Sampling depth - Is my sampling depth ideal

ChrisKeefe · May 11, 2020, 10:52pm

Hi again @ptalebic!
These are good questions, and have been discussed at length here on the forum. I've done my best to answer them again here, but you'll really want to dig into the resources at the end of this response.

Your sampling depth is quite good, so you have more wiggle room than most studies.
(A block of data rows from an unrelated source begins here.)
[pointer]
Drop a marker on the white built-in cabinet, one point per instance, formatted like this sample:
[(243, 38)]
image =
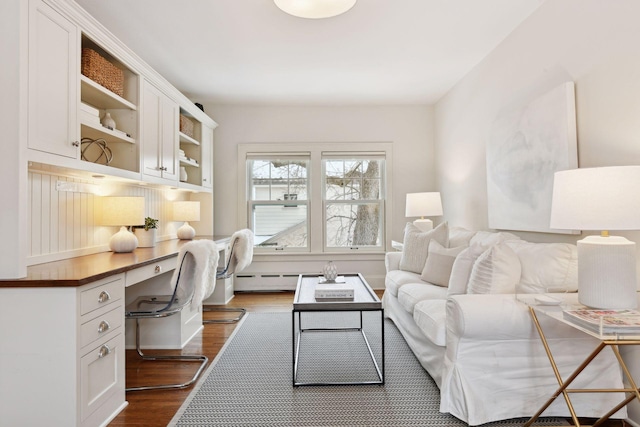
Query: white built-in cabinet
[(146, 142), (53, 77), (159, 134)]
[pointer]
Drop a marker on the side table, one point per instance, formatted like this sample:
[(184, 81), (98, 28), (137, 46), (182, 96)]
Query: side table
[(614, 341)]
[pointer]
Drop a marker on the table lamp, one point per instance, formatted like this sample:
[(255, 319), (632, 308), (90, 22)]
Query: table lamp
[(186, 211), (603, 198), (423, 204), (122, 212)]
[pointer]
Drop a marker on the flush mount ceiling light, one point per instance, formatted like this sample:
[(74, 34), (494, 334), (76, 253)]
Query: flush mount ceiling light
[(315, 9)]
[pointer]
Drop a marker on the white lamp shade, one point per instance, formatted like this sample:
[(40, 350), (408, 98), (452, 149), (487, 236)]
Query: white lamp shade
[(119, 211), (186, 211), (605, 198), (423, 204), (315, 9)]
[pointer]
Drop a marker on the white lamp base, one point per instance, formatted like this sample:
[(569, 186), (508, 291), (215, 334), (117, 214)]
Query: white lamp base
[(186, 232), (423, 224), (607, 272), (123, 241)]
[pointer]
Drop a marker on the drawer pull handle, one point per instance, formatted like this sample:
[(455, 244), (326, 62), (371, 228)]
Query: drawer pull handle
[(103, 326), (104, 296), (104, 351)]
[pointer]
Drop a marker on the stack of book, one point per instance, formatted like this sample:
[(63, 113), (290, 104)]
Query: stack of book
[(333, 291), (606, 321)]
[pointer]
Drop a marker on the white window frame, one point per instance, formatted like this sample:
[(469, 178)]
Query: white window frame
[(315, 202)]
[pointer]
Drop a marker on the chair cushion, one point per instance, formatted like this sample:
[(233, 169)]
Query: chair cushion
[(431, 316), (496, 271), (412, 293), (440, 260), (416, 245), (396, 278)]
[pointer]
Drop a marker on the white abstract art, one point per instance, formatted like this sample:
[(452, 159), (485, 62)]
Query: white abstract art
[(526, 146)]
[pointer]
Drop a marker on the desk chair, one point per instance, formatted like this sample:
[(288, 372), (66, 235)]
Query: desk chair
[(196, 259), (240, 257)]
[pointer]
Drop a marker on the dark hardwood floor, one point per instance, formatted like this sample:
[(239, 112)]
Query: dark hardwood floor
[(155, 408)]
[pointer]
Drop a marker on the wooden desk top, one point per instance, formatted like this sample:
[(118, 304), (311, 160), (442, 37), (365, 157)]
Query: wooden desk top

You're mostly right that the goal here is to find a balance between "the most sequences" and "the most samples". Considering how metadata categories are impacted is critical.
For example:
You can keep all of your samples if your depth is 9634. That's still a fairly large frequency per sample, and if sample collection is expensive, you don't have many samples, or if the samples you might lose are critical to your study, then this might be a great choice.
image1258×427 30.6 KB

If these things don't impact your study particularly, then you might be able to crank up the depth without sacrificing important samples. At 20825, you've lost quite a few samples. You happen to have many samples to lose, and most of the loss is evenly distributed across bins, or comes from heavily-sampled bins. This depth may be OK for you.

Of note, though: at this depth you've lost most samples from hs60 and hs61:

... and you may have disproportionately dropped samples from older patients, which could introduce bias if not handled carefully:

.

I'd recommend taking a long look at your data using these tables and alpha-rarefaction curves, and making your choices based on your study's unique needs.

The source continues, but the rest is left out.